A series of wind power units of capacities up to 100 kilowatt could be better for Afghanistan. They are basically working on autonomous regime. Most likely, another option could be the use of bivalent power supply with combined wind and diesel installations of capacities up to 100 kilowatt. This is also quite economical but large-scale installations with capacities between 1.5 and 2.0 megawatt are inexpedient since these projects are costly. These are used in the countries where there are enterprises consuming high power.
Afghanistan has a good natural potential for developing hydropower. At present, electricity produced by hydropower stations is considered as the cheapest and this has been economically justified. Unlike large stations that need big investment and take long time to construct and payback, small hydropower stations are considered as rational and promising. The agency should do its best to increase the share of renewable sources of energy in total electricity production, and this may help Afghanistan to cover up the energy deficit in ten years.

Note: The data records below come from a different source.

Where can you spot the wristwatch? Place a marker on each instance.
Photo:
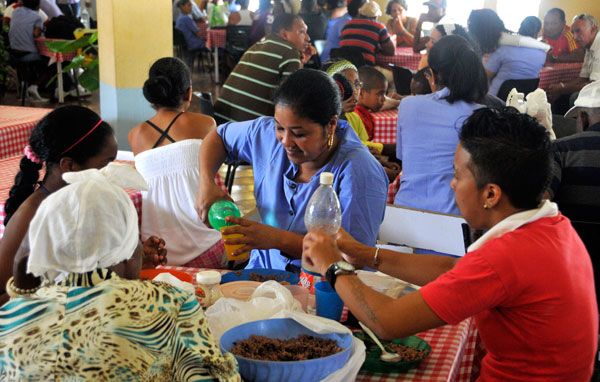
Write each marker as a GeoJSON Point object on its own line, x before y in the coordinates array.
{"type": "Point", "coordinates": [338, 268]}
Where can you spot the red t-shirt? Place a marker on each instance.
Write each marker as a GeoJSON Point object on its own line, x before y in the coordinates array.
{"type": "Point", "coordinates": [565, 44]}
{"type": "Point", "coordinates": [532, 294]}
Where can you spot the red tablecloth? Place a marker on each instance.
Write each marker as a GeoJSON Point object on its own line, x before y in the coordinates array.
{"type": "Point", "coordinates": [404, 57]}
{"type": "Point", "coordinates": [454, 351]}
{"type": "Point", "coordinates": [9, 168]}
{"type": "Point", "coordinates": [560, 72]}
{"type": "Point", "coordinates": [16, 124]}
{"type": "Point", "coordinates": [385, 126]}
{"type": "Point", "coordinates": [40, 43]}
{"type": "Point", "coordinates": [216, 38]}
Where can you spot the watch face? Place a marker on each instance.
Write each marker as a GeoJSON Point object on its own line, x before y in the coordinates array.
{"type": "Point", "coordinates": [347, 267]}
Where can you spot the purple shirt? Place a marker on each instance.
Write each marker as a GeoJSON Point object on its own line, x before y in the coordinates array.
{"type": "Point", "coordinates": [514, 63]}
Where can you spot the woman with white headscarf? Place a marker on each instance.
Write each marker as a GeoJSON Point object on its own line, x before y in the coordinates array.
{"type": "Point", "coordinates": [92, 319]}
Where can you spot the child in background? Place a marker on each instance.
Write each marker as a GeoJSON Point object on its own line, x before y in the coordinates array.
{"type": "Point", "coordinates": [371, 97]}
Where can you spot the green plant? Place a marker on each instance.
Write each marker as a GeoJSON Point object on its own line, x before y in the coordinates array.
{"type": "Point", "coordinates": [87, 59]}
{"type": "Point", "coordinates": [4, 56]}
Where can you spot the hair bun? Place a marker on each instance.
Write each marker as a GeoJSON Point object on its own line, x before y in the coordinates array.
{"type": "Point", "coordinates": [158, 90]}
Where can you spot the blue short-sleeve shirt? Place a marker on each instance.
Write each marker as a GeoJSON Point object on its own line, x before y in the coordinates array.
{"type": "Point", "coordinates": [428, 128]}
{"type": "Point", "coordinates": [514, 63]}
{"type": "Point", "coordinates": [23, 21]}
{"type": "Point", "coordinates": [359, 181]}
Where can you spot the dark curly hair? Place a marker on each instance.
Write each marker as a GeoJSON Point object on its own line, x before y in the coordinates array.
{"type": "Point", "coordinates": [311, 94]}
{"type": "Point", "coordinates": [168, 81]}
{"type": "Point", "coordinates": [388, 7]}
{"type": "Point", "coordinates": [486, 27]}
{"type": "Point", "coordinates": [53, 134]}
{"type": "Point", "coordinates": [511, 150]}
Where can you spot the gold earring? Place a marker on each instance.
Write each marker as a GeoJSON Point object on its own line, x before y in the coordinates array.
{"type": "Point", "coordinates": [330, 142]}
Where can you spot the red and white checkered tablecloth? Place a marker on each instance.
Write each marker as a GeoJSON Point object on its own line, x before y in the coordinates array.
{"type": "Point", "coordinates": [404, 57]}
{"type": "Point", "coordinates": [16, 124]}
{"type": "Point", "coordinates": [9, 168]}
{"type": "Point", "coordinates": [40, 43]}
{"type": "Point", "coordinates": [559, 72]}
{"type": "Point", "coordinates": [385, 126]}
{"type": "Point", "coordinates": [453, 351]}
{"type": "Point", "coordinates": [216, 38]}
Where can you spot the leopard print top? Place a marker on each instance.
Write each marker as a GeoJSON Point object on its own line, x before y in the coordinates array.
{"type": "Point", "coordinates": [99, 327]}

Concerning cooperation with other countries in small hydropower station construction, it must be said that Russia is among the leading countries. Russia has good scientific and industrial potential. Several Russian companies are engaged in hydropower station construction. There are companies that fulfill whole complex of work on the construction of hydropower stations, starting from surveying, designing, installation, construction to commissioning.
Solar energy is a promising area in the future. Russian scientists have developed advanced solar batteries using nanotechnology and there are no such batteries elsewhere in the world. Afghanistan has favourable climate conditions to use them, and this may help the two countries to promote mutually beneficial bilateral cooperation.

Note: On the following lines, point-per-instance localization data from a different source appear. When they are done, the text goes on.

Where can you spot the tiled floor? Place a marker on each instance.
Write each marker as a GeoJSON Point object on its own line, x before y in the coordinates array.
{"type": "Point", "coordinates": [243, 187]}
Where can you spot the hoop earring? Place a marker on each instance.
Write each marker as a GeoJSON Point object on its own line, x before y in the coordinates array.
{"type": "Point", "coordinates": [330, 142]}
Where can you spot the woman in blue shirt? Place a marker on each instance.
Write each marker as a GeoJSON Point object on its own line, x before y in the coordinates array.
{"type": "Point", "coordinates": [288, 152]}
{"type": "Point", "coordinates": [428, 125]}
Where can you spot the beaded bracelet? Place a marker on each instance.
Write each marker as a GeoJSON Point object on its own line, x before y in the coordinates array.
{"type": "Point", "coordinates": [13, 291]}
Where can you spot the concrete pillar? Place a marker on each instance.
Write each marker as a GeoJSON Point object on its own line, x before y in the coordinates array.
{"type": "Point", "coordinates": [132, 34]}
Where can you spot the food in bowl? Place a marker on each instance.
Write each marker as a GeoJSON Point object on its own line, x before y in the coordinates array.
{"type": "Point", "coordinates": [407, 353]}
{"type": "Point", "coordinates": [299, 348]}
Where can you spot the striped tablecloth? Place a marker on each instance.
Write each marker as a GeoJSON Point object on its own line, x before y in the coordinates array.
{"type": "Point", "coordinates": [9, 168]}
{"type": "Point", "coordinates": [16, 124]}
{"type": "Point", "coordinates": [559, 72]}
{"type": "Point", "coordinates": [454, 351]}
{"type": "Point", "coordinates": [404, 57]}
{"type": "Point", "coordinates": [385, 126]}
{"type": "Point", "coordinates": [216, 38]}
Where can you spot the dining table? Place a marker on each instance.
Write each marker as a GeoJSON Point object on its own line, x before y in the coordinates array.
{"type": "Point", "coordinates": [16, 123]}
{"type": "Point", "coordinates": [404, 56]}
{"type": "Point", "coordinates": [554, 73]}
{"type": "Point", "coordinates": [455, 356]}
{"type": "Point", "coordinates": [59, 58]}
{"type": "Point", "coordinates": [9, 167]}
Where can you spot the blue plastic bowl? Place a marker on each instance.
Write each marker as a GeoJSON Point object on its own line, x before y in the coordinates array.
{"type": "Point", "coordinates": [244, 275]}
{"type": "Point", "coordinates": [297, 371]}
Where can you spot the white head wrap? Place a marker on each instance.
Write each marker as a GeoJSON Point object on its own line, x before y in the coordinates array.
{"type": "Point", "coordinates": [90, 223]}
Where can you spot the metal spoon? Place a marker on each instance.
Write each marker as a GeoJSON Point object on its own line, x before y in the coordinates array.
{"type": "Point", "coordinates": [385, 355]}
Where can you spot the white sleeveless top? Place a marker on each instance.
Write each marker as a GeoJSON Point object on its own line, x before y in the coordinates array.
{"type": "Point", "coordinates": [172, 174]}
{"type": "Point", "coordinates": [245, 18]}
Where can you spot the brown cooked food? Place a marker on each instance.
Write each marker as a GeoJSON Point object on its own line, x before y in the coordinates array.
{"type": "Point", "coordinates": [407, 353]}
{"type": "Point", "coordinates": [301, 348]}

With the construction of small- and medium-sized enterprises in Afghanistan the demand for electricity has grown. For one, Puli-Charhi industrial city needs its own autonomous power station. The enterprises have concluded that it is advantageous to have an autonomous power station rather than linking the factories to the national power grid. They pay a large sum for linking the enterprise with the power grid and servicing and at the same time they often experience shortage of electricity and power cuts. Consequently, investors are ready to invest money in the construction of non-traditional renewable energy sources and the task of the agency is to establish contacts between the business community and authorities. Under the law drafted by the agency on supporting the use of renewable sources of energy in IRA should provide a mechanism on the basis of which business could cooperate with the government and the sponsors effectively.

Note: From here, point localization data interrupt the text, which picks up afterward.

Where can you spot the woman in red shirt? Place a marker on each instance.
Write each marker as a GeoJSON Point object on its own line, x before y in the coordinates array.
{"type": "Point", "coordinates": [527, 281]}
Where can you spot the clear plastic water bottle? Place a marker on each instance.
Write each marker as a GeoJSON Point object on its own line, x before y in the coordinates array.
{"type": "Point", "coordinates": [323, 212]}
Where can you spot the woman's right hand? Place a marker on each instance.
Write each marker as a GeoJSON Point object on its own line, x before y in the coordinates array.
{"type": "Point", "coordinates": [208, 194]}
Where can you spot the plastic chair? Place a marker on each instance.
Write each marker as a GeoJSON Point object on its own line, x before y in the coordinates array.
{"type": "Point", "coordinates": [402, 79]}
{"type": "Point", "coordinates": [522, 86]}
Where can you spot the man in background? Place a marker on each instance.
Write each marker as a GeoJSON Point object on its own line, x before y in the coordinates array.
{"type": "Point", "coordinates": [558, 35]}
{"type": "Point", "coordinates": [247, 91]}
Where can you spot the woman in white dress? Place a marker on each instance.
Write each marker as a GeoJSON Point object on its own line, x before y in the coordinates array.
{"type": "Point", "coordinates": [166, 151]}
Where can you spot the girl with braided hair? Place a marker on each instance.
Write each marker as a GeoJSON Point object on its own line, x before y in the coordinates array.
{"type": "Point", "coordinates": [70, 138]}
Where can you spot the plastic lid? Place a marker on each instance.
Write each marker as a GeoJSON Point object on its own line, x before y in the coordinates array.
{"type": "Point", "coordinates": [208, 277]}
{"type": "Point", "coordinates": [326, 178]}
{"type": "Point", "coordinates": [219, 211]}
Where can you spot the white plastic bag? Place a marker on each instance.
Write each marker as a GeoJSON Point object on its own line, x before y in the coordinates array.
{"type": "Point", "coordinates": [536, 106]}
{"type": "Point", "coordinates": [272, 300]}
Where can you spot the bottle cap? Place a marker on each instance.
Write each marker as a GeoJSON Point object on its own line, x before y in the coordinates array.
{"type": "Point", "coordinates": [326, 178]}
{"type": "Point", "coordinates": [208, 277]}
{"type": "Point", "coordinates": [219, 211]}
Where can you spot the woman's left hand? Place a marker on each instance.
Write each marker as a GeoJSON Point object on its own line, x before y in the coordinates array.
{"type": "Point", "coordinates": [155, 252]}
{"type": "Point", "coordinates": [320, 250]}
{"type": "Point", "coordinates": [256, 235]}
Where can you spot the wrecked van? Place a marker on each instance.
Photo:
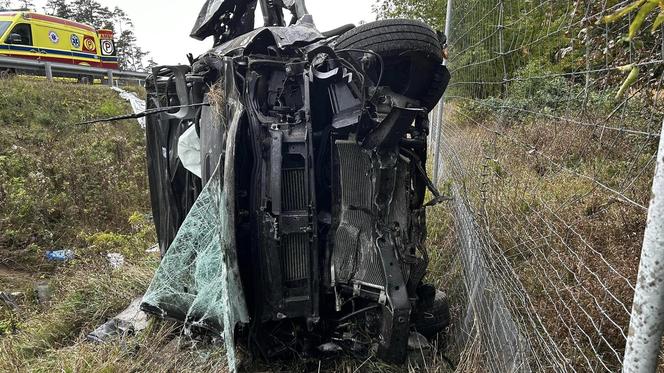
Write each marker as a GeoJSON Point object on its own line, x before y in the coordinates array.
{"type": "Point", "coordinates": [47, 38]}
{"type": "Point", "coordinates": [288, 182]}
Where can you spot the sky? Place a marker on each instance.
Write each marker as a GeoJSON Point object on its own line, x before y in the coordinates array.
{"type": "Point", "coordinates": [163, 27]}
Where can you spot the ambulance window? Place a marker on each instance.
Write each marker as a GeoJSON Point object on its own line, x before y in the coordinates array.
{"type": "Point", "coordinates": [24, 33]}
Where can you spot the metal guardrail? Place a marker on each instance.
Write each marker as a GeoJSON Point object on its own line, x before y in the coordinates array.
{"type": "Point", "coordinates": [51, 68]}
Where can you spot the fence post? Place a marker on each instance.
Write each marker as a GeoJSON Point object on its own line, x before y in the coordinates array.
{"type": "Point", "coordinates": [49, 71]}
{"type": "Point", "coordinates": [441, 105]}
{"type": "Point", "coordinates": [647, 318]}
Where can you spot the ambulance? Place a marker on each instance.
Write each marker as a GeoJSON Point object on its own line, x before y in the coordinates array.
{"type": "Point", "coordinates": [53, 39]}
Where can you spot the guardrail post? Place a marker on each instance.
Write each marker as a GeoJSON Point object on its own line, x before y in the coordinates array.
{"type": "Point", "coordinates": [441, 105]}
{"type": "Point", "coordinates": [647, 319]}
{"type": "Point", "coordinates": [49, 71]}
{"type": "Point", "coordinates": [110, 77]}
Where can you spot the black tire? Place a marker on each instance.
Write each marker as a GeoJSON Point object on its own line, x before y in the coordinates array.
{"type": "Point", "coordinates": [433, 319]}
{"type": "Point", "coordinates": [412, 55]}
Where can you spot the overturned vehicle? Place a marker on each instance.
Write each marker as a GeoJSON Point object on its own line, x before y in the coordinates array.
{"type": "Point", "coordinates": [287, 178]}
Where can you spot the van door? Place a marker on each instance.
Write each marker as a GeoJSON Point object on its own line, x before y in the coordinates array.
{"type": "Point", "coordinates": [53, 42]}
{"type": "Point", "coordinates": [21, 42]}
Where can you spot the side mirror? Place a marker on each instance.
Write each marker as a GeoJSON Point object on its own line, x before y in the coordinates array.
{"type": "Point", "coordinates": [14, 39]}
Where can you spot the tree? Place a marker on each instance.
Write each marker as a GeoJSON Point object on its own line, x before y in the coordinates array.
{"type": "Point", "coordinates": [130, 55]}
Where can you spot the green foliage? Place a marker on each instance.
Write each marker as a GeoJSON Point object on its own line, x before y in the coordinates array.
{"type": "Point", "coordinates": [59, 182]}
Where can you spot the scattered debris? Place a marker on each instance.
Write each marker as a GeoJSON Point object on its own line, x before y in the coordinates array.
{"type": "Point", "coordinates": [153, 249]}
{"type": "Point", "coordinates": [60, 255]}
{"type": "Point", "coordinates": [329, 347]}
{"type": "Point", "coordinates": [128, 322]}
{"type": "Point", "coordinates": [10, 299]}
{"type": "Point", "coordinates": [116, 260]}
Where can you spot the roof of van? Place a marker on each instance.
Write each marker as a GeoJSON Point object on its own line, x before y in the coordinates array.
{"type": "Point", "coordinates": [46, 18]}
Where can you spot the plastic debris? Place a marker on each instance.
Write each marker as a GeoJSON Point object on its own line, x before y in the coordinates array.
{"type": "Point", "coordinates": [128, 322]}
{"type": "Point", "coordinates": [60, 255]}
{"type": "Point", "coordinates": [116, 260]}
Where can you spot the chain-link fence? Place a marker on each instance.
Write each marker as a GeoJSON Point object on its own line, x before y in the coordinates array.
{"type": "Point", "coordinates": [547, 141]}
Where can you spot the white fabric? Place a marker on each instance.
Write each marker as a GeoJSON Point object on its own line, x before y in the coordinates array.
{"type": "Point", "coordinates": [137, 105]}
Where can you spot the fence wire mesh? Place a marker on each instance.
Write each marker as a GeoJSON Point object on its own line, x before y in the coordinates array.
{"type": "Point", "coordinates": [547, 141]}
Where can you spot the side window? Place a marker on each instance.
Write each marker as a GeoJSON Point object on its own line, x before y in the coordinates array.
{"type": "Point", "coordinates": [20, 35]}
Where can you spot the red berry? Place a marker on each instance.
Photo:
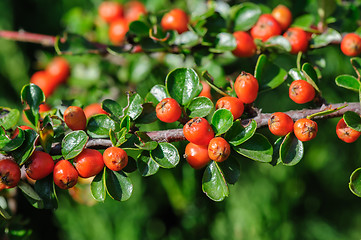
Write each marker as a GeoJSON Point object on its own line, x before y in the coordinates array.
{"type": "Point", "coordinates": [115, 158]}
{"type": "Point", "coordinates": [65, 175]}
{"type": "Point", "coordinates": [345, 133]}
{"type": "Point", "coordinates": [233, 104]}
{"type": "Point", "coordinates": [9, 174]}
{"type": "Point", "coordinates": [280, 124]}
{"type": "Point", "coordinates": [245, 45]}
{"type": "Point", "coordinates": [219, 149]}
{"type": "Point", "coordinates": [89, 163]}
{"type": "Point", "coordinates": [198, 131]}
{"type": "Point", "coordinates": [39, 165]}
{"type": "Point", "coordinates": [246, 87]}
{"type": "Point", "coordinates": [176, 20]}
{"type": "Point", "coordinates": [168, 110]}
{"type": "Point", "coordinates": [305, 129]}
{"type": "Point", "coordinates": [196, 155]}
{"type": "Point", "coordinates": [351, 44]}
{"type": "Point", "coordinates": [301, 91]}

The West is convinced it is impossible to achieve peace only by military means in Afghanistan and there is a need to develop the country’s economy. In fact, it is impossible to solve economic problems without developing power generation. All structures in the world handling macro-energy understand clearly that without developing non-traditional and renewable power generation it is impossible to speak about the development of the energy sector as a whole.